2. Kubelet Log Analysis: Analyze the kubelet logs on the problematic node using journalctl -u kubelet
, looking for errors related to container runtime, network, or resource exhaustion.
3. Resource Availability Verification: Ensure sufficient CPU, memory, and disk space on the node using tools like top
, free
, and df
.
4. Network Connectivity Testing: Confirm network connectivity between the node, master node, and other cluster nodes using ping
, telnet
, or curl
.
5. Container Runtime Inspection: Check the status and logs of your container runtime (e.g., Docker) using commands like systemctl status docker
and journalctl -u docker
.
6. Recent Change Review: Analyze recent cluster changes, such as deployments, configuration updates, or network modifications, and revert if necessary.

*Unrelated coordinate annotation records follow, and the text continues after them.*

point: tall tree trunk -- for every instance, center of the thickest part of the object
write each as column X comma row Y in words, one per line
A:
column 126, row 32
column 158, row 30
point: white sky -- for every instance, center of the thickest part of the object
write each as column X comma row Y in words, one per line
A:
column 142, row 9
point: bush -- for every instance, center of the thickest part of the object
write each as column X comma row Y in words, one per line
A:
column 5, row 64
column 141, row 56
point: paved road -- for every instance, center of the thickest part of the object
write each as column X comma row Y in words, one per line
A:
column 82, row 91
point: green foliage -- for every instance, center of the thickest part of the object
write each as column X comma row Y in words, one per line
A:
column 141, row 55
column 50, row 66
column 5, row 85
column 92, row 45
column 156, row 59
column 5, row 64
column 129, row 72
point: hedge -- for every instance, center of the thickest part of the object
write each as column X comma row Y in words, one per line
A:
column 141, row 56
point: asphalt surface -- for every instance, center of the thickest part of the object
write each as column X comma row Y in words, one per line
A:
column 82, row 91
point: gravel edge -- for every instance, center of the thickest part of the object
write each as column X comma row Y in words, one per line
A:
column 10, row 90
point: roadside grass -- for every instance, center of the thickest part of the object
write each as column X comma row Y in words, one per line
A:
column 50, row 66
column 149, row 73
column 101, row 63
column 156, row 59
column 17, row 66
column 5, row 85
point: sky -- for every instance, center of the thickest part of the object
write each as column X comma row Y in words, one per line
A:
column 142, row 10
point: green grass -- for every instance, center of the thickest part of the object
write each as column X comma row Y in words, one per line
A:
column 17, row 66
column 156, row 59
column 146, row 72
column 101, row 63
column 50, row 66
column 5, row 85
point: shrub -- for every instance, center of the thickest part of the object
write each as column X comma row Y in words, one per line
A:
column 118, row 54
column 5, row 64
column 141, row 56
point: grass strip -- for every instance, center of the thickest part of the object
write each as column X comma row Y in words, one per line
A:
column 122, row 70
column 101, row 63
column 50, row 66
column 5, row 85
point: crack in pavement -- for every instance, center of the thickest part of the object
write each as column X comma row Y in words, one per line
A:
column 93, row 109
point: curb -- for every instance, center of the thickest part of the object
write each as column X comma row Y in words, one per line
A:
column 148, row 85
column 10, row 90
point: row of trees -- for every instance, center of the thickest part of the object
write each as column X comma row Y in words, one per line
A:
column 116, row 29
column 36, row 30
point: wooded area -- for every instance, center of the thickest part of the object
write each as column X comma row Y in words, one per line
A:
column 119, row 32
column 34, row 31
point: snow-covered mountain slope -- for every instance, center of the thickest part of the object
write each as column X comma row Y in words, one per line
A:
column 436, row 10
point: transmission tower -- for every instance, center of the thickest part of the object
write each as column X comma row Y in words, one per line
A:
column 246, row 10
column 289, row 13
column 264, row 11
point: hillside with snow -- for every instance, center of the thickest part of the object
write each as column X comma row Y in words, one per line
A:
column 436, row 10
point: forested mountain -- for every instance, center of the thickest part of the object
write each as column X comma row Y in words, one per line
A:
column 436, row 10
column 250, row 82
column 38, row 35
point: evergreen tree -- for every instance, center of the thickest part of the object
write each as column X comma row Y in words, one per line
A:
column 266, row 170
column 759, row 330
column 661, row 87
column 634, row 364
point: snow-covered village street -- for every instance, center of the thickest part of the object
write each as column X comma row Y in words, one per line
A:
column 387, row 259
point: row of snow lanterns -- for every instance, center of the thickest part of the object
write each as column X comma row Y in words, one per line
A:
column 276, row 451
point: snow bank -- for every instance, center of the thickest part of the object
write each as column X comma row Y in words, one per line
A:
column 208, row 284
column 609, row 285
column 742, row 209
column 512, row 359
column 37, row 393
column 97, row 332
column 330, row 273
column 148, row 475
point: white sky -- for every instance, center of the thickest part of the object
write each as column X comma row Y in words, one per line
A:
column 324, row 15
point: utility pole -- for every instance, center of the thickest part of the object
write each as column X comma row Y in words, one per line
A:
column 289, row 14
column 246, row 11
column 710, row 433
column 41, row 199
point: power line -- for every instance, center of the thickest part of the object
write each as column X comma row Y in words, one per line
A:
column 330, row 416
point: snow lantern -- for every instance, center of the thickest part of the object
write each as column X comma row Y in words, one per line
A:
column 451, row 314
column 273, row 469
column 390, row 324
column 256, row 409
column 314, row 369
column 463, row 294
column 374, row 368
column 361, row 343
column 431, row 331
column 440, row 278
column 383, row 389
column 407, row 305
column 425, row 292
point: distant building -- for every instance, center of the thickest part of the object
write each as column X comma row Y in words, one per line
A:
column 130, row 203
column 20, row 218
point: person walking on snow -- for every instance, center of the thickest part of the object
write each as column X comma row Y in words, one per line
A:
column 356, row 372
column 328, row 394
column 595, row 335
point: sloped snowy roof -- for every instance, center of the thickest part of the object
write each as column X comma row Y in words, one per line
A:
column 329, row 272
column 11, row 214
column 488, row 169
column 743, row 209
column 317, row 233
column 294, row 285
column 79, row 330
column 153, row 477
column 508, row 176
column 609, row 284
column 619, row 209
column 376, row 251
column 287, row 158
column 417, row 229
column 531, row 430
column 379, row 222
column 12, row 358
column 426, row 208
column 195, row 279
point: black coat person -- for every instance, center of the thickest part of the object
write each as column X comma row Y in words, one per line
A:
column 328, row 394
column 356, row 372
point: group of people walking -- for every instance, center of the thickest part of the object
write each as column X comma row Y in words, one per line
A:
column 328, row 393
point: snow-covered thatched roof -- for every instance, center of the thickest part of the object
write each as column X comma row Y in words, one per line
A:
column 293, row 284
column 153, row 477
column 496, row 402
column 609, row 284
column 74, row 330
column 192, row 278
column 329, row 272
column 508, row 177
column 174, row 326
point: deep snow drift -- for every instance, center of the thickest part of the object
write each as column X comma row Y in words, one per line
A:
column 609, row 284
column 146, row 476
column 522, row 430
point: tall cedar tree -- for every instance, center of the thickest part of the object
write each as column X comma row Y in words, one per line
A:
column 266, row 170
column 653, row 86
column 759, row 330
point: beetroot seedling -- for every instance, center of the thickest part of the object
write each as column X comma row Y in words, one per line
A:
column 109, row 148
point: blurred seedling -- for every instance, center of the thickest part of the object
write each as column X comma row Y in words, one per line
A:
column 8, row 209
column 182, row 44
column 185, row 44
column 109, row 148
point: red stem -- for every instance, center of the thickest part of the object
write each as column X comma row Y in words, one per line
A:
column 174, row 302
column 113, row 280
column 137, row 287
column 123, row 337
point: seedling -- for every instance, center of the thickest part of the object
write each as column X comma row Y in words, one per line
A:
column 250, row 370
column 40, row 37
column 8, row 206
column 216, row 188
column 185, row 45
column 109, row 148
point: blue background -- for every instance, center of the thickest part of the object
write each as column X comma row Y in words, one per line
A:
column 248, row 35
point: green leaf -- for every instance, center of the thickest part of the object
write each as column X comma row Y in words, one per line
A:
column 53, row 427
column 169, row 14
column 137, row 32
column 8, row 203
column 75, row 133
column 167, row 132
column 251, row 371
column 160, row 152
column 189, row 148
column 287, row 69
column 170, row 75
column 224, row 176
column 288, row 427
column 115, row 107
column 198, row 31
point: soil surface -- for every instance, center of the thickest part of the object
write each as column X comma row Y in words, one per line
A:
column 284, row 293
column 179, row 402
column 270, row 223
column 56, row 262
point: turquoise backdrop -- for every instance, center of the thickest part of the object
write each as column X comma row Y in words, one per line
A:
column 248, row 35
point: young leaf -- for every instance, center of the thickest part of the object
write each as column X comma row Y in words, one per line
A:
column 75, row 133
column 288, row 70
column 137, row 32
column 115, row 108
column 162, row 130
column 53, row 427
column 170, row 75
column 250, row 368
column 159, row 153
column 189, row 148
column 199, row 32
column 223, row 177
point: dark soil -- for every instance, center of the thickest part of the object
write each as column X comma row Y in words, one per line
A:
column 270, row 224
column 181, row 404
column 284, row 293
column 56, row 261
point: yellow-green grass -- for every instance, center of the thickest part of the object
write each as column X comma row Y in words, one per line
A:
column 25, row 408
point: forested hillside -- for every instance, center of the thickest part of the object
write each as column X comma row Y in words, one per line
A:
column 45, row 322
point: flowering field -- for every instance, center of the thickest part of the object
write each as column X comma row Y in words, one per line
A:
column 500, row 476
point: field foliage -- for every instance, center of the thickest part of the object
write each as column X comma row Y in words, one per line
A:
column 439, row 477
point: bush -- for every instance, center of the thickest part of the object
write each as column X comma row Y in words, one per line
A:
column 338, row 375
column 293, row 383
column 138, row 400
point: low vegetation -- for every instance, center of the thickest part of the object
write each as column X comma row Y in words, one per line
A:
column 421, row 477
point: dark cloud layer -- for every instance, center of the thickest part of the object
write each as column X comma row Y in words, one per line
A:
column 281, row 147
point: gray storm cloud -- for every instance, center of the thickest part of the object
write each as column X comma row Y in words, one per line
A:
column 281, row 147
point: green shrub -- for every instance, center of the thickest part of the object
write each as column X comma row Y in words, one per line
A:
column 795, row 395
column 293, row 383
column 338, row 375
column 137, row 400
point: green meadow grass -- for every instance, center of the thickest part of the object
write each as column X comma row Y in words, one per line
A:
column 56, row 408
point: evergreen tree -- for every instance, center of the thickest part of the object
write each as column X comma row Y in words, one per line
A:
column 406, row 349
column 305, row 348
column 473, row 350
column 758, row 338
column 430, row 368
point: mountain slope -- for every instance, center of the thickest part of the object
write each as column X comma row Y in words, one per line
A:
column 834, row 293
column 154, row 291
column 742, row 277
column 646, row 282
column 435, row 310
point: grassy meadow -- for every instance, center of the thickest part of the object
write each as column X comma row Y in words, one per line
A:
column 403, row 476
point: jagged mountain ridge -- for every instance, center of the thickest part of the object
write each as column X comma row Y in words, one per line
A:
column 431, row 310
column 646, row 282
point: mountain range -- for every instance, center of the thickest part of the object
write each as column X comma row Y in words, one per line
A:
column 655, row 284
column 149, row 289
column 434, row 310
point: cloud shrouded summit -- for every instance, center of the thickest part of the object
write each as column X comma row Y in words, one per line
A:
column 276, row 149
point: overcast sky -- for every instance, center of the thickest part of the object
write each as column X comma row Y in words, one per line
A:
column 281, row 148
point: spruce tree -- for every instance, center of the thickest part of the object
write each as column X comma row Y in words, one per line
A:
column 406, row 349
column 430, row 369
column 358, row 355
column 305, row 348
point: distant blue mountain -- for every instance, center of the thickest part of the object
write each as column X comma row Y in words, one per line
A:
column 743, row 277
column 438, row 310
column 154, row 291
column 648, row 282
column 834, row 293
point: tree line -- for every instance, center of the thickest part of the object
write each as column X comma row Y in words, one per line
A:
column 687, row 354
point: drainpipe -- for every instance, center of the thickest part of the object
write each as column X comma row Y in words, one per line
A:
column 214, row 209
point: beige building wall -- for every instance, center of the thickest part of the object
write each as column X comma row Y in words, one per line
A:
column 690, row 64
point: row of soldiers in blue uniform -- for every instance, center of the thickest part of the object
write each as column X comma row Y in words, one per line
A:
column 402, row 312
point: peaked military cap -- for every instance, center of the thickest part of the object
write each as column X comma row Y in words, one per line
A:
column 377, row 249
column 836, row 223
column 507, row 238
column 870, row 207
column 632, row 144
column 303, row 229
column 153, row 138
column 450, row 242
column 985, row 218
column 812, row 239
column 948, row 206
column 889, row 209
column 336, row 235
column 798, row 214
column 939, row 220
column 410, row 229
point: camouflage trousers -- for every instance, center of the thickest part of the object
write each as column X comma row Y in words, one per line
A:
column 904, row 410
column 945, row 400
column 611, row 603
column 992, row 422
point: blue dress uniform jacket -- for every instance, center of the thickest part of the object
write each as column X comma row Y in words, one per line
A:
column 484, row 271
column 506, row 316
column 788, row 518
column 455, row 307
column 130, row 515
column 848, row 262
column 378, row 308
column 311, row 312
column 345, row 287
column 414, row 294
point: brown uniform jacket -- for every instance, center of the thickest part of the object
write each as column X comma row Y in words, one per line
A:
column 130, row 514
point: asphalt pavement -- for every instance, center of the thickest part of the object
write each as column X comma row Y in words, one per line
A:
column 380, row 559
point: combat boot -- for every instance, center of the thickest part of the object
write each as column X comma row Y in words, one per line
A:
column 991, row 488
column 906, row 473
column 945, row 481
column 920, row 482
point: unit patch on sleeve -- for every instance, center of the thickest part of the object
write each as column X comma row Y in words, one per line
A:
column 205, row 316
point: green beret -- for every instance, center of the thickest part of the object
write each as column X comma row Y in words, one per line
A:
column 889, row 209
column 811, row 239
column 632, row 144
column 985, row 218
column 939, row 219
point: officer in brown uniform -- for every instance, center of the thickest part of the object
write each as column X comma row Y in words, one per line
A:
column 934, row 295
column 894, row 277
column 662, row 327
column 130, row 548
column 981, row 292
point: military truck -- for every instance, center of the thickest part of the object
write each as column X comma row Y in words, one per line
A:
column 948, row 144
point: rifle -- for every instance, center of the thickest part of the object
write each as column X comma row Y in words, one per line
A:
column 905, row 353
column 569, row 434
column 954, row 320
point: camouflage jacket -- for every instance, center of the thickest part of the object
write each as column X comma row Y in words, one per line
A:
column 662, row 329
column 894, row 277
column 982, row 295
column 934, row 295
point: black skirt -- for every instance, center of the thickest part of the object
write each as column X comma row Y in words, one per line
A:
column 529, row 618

7. Kubernetes Event Examination: Review Kubernetes events for clues related to the "NotReady" state using kubectl get events --all-namespaces
.
8. Control Plane Health Check: Ensure the Kubernetes control plane components (API server, scheduler, controller manager) are functioning correctly.
9. Kubelet Restart: If other steps fail, restart the kubelet service on the affected node with systemctl restart kubelet
.
10. Cloud Provider Documentation: For cloud-based Kubernetes services, consult their documentation for specific troubleshooting steps related to node health.
By following this systematic approach, you can effectively diagnose and resolve issues causing Kubernetes nodes to be stuck in the NotReady state, ensuring a healthy and operational cluster. Remember to consult your cloud provider's documentation for specific guidance and support when working with managed Kubernetes services. Regular monitoring and proactive maintenance practices can help prevent many common node health problems.